Actual implementation of the policy and adherence to the policy is the responsibility of each department or unit where human blood, body fluids, or other infectious materials may pose a risk to the safety of students, faculty, or staff. It is the responsibility of the principal investigator, researcher, or administrative unit head to be aware of appropriate federal, state, or university regulations involving the safe handling of human body fluids, to implement policies and procedures that adequately protect the environment and those working in the environment, and to request assistance whenever potential or actual violations of prudent practices occur. Inadequate attention to human body fluid precautions may lead to appropriate sanctions or disciplinary actions within approved health and safety practices of the University.
- University Health Services will be responsible for providing the HBV immunizations and the medical treatment of employees and students following occupational contacts with human blood and other potentially infectious materials.
MOTION 16-90: APPROVED on December 7, 1989: That the Faculty Senate recommend to the administration the adoption of the Policy on Human Body Fluids Precautions developed and approved by the University Health Council as set forth in Sen. Doc. No. 90-028.
Environmental Health and Safety
GUIDELINES FOR MANAGEMENT OF
OCCUPATIONAL EXPOSURE TO HUMAN BLOOD OR BODY FLUIDS
Transmission of hepatitis B virus (HBV), human immunodeficiency virus (AIDS virus, HIV), and other pathogenic microorganisms to health care and research workers through human blood, body fluids, and other body tissues has been documented.
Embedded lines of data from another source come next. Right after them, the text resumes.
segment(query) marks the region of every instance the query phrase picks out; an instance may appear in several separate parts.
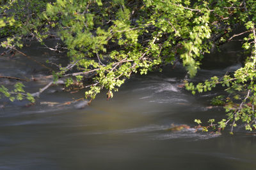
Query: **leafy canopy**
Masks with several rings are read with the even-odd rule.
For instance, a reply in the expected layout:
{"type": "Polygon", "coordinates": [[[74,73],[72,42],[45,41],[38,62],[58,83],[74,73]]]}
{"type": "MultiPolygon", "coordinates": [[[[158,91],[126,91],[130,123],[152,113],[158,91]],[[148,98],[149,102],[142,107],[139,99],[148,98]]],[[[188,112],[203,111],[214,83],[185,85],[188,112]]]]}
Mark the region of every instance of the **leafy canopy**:
{"type": "MultiPolygon", "coordinates": [[[[12,0],[2,1],[0,14],[0,35],[4,38],[1,46],[7,52],[18,50],[28,38],[46,46],[44,40],[54,34],[70,57],[69,64],[52,72],[54,82],[67,78],[67,87],[79,85],[91,99],[102,89],[112,97],[132,73],[161,71],[177,60],[193,77],[212,46],[243,35],[243,48],[250,53],[243,67],[197,85],[186,82],[186,88],[195,94],[220,84],[229,94],[215,101],[225,106],[227,119],[216,124],[211,119],[204,129],[231,123],[232,132],[239,120],[247,130],[256,129],[255,1],[12,0]],[[238,25],[245,31],[234,34],[238,25]]],[[[21,90],[10,93],[3,86],[0,92],[11,100],[12,94],[19,95],[17,99],[35,96],[21,90]]]]}

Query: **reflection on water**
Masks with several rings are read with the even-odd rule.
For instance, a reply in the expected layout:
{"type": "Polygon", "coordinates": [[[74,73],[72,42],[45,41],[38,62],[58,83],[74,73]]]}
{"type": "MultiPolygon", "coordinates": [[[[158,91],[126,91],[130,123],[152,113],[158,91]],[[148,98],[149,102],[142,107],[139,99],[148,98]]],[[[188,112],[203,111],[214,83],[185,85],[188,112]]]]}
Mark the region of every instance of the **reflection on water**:
{"type": "MultiPolygon", "coordinates": [[[[13,75],[20,69],[17,66],[9,73],[9,66],[0,62],[1,71],[13,75]]],[[[239,66],[202,69],[196,80],[239,66]]],[[[36,76],[45,71],[26,71],[23,75],[36,76]]],[[[195,118],[218,119],[225,113],[207,108],[218,89],[193,96],[179,87],[184,76],[178,66],[134,76],[113,99],[108,101],[102,93],[83,110],[74,104],[40,104],[63,103],[83,95],[53,90],[54,87],[31,107],[1,99],[7,104],[0,108],[0,169],[255,169],[255,137],[246,135],[243,128],[233,136],[195,132],[195,118]],[[191,128],[167,131],[172,124],[191,128]]],[[[27,86],[35,92],[44,83],[27,86]]]]}

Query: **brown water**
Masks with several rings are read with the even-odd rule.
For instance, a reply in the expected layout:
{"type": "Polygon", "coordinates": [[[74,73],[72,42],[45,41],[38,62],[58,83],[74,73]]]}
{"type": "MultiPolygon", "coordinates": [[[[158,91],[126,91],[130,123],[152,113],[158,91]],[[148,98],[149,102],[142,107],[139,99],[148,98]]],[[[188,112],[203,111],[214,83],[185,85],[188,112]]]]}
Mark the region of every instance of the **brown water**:
{"type": "MultiPolygon", "coordinates": [[[[228,52],[213,55],[232,59],[234,53],[228,52]]],[[[63,57],[44,54],[45,49],[36,45],[24,52],[39,61],[45,55],[52,60],[63,57]]],[[[15,55],[15,61],[0,59],[0,73],[4,76],[46,74],[47,70],[21,55],[15,55]]],[[[195,80],[221,75],[241,64],[225,60],[218,66],[200,70],[195,80]]],[[[63,103],[83,95],[55,87],[31,107],[2,99],[0,104],[5,107],[0,109],[0,169],[256,169],[256,137],[246,135],[243,127],[234,136],[195,132],[195,118],[218,119],[225,113],[219,108],[207,108],[220,89],[193,96],[178,87],[184,75],[177,66],[161,73],[134,76],[113,99],[108,101],[102,93],[83,110],[74,104],[42,104],[63,103]],[[192,127],[166,131],[172,124],[192,127]]],[[[5,85],[15,83],[1,81],[5,85]]],[[[36,92],[45,83],[28,82],[26,89],[36,92]]]]}

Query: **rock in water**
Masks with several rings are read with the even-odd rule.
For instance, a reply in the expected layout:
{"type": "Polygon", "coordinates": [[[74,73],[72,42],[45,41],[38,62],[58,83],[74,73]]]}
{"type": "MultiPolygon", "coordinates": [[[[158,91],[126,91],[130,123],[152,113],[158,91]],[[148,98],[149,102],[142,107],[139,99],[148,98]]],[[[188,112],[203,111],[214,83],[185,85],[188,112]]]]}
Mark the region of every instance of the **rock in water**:
{"type": "Polygon", "coordinates": [[[79,101],[77,104],[75,104],[75,108],[83,109],[88,105],[89,105],[89,101],[79,101]]]}

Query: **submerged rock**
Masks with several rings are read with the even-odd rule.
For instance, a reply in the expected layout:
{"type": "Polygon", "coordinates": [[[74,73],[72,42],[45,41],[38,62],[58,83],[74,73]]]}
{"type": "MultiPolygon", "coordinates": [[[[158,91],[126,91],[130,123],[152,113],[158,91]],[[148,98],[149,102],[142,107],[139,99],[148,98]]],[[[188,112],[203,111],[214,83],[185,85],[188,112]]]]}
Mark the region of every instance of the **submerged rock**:
{"type": "Polygon", "coordinates": [[[76,103],[74,106],[76,109],[83,109],[88,106],[90,102],[88,101],[83,101],[76,103]]]}
{"type": "Polygon", "coordinates": [[[166,129],[166,131],[180,131],[182,129],[189,129],[190,127],[187,125],[172,125],[172,127],[170,128],[168,128],[166,129]]]}

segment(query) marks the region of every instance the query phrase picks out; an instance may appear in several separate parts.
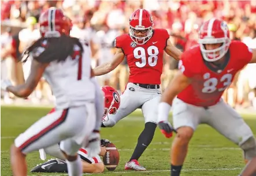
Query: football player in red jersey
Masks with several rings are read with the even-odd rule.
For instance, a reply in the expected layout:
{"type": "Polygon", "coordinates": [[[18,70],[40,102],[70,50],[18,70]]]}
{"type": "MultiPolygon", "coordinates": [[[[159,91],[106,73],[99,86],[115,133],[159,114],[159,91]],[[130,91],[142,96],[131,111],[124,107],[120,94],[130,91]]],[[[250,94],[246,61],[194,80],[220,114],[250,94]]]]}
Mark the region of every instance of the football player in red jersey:
{"type": "Polygon", "coordinates": [[[161,95],[159,84],[163,67],[163,54],[179,60],[181,52],[169,40],[166,29],[153,29],[153,20],[144,9],[135,11],[129,19],[129,33],[114,40],[117,51],[113,59],[94,69],[96,76],[114,69],[126,57],[129,69],[128,83],[121,96],[121,104],[116,114],[109,115],[102,126],[112,127],[138,108],[141,108],[145,126],[126,170],[146,170],[138,160],[150,144],[157,126],[156,110],[161,95]]]}
{"type": "Polygon", "coordinates": [[[182,54],[180,72],[158,105],[158,125],[162,133],[170,137],[176,129],[178,134],[171,149],[172,176],[180,175],[189,141],[200,123],[210,125],[239,145],[246,160],[256,157],[252,131],[221,99],[236,73],[247,63],[256,62],[256,50],[241,42],[231,42],[227,24],[222,20],[212,18],[205,22],[199,35],[199,44],[182,54]],[[173,128],[168,121],[171,105],[173,128]]]}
Although all efforts should be made to prevent exposure, employees who are performing known or predictable procedures and activities with human body fluids (see campus policy Human Body Fluids Precautions), may be exposed to infectious agents. As part of the occupational health program, University Health Services (UHS) will provide medical care if an accident occurs and an employee becomes exposed to human blood or body fluids during his/her job.
If an employee has a parenteral (E.g. needlestick, cut, bite) or mucous membrane (splash to the eye or mouth) exposure to human blood or other body fluids, or has a skin exposure involving large amounts of human blood or prolonged contact with blood especially when the exposed skin is chapped, abraded, or afflicted with dermatitis (eczema):
1. This incident should be reported to the supervisor.
2. The employee should report to UHS, Urgent Care immediately to have the exposure evaluated. If necessary, post exposure treatment should be initiated within 2 hours of exposure.
3. The supervisor should report accidents to the Division of Environmental Health and Safety.